British-Iranian dual citizen Nazanin Zaghari-Ratcliffe, who was arrested by Iranian security when trying to return home.

A spokesman for the Islamic Republic’s Foreign Ministry denies any connection between the imprisonment of an Iraninan-British mother in Tehran and the UK’s four-decade-old debt to Iran, after Radio Farda aired an interview with her husband alleging the contrary.

Two years ago, Nazanin Zaghari-Ratcliffe, 38, was on a trip to Iran with her toddler, Gabriella, to celebrate the Iranian New year, Norouz. On her way back home to the UK in 2016, she was arrested at the airport in Tehran. She is currently serving a six-year sentence in Tehran’s notorious Evin Prison for “undermining the regime.”

On the second anniversary of Nazanin’s detention, her husband Richard Ratcliffe told Radio Farda that a member of Iran’s judiciary had told him his wife is in prison because of the UK’s 450 million-pound (roughly $640 million) debt to Iran.

“Iranian Foreign Ministry Spokesman Bahram Ghasemi dismissed the anti-Iran allegations spread by the media that Zaghari’s imprisonment is because of the UK’s debt to Iran,” the semi-official Mehr News Agency (MNA) reported April 8 without referencing the Radio Farda interview.

Ghasemi told the Islamic Revolutionary Guards Corps (IRGC) affiliated Fars News Agency (FNA) that any suggestion that Ratcliffe’s imprisonment is in retaliation for debt owed to Iran by the UK is “baseless speculation.”

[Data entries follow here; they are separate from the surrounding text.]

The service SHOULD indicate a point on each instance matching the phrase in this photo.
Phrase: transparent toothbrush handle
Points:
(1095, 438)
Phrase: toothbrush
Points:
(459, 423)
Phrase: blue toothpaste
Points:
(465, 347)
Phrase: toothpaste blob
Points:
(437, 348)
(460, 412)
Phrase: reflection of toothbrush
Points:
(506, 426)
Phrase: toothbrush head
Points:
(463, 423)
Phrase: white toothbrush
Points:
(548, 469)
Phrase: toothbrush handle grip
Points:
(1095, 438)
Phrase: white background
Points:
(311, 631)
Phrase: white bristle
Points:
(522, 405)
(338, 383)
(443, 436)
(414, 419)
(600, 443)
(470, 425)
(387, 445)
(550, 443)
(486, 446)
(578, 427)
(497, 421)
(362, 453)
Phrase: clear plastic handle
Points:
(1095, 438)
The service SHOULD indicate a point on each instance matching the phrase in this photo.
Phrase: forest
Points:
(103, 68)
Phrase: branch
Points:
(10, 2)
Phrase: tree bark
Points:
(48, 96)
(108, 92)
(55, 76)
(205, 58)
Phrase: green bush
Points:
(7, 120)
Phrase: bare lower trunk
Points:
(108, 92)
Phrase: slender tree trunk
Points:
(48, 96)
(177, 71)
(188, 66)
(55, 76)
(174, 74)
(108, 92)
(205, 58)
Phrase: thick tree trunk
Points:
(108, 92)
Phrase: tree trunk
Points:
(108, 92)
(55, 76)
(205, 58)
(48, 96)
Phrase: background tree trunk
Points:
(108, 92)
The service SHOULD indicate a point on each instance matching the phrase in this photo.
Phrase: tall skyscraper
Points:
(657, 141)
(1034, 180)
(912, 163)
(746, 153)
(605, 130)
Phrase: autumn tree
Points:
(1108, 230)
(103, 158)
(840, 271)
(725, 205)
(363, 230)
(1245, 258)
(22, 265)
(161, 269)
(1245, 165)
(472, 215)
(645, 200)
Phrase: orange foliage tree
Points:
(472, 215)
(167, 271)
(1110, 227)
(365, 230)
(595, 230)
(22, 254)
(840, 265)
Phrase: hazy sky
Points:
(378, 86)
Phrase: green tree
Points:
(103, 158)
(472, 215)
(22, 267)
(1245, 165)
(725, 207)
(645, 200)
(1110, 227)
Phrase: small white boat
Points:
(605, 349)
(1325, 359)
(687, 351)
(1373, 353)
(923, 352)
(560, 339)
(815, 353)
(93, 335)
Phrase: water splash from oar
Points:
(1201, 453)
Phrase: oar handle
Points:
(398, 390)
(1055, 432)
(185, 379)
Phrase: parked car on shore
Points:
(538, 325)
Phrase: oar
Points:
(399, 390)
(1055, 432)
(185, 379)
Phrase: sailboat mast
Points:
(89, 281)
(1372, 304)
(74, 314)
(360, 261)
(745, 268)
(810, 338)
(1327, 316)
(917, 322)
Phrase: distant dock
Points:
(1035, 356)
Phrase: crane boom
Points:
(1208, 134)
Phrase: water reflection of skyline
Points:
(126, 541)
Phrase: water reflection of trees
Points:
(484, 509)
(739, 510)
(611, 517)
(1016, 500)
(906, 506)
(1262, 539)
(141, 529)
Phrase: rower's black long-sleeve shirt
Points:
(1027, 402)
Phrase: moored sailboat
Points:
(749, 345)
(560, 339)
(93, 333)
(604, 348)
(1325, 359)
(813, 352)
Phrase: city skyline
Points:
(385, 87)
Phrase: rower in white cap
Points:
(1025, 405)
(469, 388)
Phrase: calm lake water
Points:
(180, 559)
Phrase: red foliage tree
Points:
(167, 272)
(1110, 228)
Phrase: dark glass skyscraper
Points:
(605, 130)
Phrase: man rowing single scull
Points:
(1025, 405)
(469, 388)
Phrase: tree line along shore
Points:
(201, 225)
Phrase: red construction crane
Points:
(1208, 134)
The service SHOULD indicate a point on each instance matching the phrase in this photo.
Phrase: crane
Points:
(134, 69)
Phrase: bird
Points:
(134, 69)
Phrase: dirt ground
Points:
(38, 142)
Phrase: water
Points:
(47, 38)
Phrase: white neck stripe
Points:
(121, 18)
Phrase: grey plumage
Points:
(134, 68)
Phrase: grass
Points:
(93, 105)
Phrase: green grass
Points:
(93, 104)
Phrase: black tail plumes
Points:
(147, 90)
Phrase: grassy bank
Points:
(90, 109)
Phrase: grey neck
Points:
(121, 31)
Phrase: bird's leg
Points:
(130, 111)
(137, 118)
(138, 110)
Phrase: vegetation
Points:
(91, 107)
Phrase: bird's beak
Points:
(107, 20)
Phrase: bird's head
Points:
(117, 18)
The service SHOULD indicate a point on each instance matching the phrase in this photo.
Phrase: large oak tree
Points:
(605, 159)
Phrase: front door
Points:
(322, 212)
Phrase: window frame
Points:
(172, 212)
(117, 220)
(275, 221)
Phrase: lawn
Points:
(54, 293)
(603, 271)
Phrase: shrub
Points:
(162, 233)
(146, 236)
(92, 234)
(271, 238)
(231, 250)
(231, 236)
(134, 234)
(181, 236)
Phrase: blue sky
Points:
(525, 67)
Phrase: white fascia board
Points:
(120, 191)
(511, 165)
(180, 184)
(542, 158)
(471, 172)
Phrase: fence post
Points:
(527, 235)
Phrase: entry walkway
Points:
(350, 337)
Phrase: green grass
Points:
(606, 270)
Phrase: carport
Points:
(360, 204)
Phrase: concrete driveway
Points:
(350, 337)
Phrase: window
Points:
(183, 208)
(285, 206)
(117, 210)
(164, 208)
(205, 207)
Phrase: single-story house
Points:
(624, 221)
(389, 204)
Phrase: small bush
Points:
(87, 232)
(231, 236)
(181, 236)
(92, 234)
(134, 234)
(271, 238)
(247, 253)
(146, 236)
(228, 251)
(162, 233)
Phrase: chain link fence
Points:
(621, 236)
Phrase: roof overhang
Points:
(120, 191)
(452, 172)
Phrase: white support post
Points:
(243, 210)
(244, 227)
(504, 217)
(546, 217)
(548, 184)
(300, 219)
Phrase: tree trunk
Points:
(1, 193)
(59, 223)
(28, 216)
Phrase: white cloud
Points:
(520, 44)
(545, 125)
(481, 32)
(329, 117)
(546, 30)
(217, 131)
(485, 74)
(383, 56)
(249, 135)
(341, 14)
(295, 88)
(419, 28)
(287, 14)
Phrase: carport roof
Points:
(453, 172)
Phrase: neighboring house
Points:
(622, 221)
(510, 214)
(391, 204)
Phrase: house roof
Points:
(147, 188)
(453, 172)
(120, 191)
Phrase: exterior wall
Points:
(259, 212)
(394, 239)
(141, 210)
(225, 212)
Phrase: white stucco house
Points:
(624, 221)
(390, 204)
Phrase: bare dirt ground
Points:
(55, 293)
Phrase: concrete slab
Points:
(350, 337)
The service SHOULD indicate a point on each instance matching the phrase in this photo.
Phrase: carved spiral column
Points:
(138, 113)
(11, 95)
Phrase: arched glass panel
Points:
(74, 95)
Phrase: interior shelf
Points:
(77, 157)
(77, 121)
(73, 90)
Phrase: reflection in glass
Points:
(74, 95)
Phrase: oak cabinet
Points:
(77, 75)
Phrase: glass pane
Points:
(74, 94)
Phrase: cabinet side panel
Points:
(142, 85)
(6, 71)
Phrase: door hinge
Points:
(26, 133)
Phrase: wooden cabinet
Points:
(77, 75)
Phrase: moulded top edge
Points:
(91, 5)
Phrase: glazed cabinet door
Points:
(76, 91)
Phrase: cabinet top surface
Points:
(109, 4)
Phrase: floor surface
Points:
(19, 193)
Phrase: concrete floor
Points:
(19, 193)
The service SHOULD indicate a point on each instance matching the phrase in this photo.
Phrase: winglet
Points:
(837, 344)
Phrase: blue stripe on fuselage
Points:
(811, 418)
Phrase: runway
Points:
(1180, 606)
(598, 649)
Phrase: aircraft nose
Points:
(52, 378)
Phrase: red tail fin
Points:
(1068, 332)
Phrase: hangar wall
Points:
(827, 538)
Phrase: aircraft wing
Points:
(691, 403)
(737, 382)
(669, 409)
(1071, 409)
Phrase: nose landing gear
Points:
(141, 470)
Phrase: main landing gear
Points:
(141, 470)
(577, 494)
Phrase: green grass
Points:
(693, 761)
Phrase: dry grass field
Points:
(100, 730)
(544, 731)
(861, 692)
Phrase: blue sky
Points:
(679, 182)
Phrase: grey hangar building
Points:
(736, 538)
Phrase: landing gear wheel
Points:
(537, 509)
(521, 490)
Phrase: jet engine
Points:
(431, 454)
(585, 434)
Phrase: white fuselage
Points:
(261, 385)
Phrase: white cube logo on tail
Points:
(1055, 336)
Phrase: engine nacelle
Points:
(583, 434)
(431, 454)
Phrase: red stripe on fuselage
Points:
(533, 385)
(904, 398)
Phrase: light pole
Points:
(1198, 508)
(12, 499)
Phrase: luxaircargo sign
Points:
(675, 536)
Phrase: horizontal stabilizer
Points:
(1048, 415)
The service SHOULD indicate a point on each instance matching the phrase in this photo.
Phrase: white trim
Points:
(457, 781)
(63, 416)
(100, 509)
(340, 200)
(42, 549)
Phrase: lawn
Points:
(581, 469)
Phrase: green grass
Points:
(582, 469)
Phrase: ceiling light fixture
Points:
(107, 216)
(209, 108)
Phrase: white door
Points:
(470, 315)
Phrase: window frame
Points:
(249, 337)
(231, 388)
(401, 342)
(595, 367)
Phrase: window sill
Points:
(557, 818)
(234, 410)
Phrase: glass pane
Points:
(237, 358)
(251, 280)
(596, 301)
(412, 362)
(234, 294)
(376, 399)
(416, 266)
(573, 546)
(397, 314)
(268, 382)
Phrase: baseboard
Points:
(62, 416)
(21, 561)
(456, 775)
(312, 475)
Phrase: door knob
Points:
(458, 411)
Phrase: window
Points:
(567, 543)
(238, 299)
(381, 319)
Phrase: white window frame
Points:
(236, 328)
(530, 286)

“Ms. Zaghari, as an Iranian citizen, has been found guilty by an Iranian court and security entities, was tried according to the laws of the Islamic Republic of Iran, and now she is serving her sentence according to the same laws,” Ghasemi said. “There is no connection between her conviction and the bilateral relations between Tehran and London, and assuredly this is not a case relevant to some problems or financial disputers between Iran and the UK.”

British officials have also denied any link between Ratclifffe’s imprisonment and any outstanding debt between the two countries.

Nevertheless, in his interview with Radio Farda, Richard Ratcliffe insisted that officials in charge of his wife’s case have repeatedly asked him to press the UK government to pay its debt to Iran and pave the way for her release.

“Publicly, they deny the existence of any link between the two cases, but their messages behind closed doors are different,” Mr. Ratcliffe told Radio Farda.

The British debt to Iran dates back to the late 1970s when the Shah of Iran paid Britain 650 million pounds for 1,750 Chieftain tanks, but only 185 had been delivered when the Islamic Revolution forced the Shah to leave Iran in 1979 and the new government cancelled the order.

Britain was told to pay back 450 million pounds by the International Chamber of Commerce in a 2009 ruling. Though London has accepted the liability, disagreements over the interest rate and how the money could be transferred to Tehran without breaking international sanctions have delayed the repayment.

Furthermore, several British politicians and MPs have warned the UK’s Foreign Minister Boris Johnson not to pay the debt in exchange for Nazanin Zaghari-Ratcliffe’s freedom, as it would be seen as a ransom and could endanger the lives of UK citizens across the world.

“This payment must not be in anyway linked to the release of a British citizen, otherwise it could be seen as a ransom and that opens a Pandora’s Box and puts UK citizens in danger around the world if countries believe the UK will pay blackmail ransoms,” Tory MP Andrew Bridgen told The Mail Online.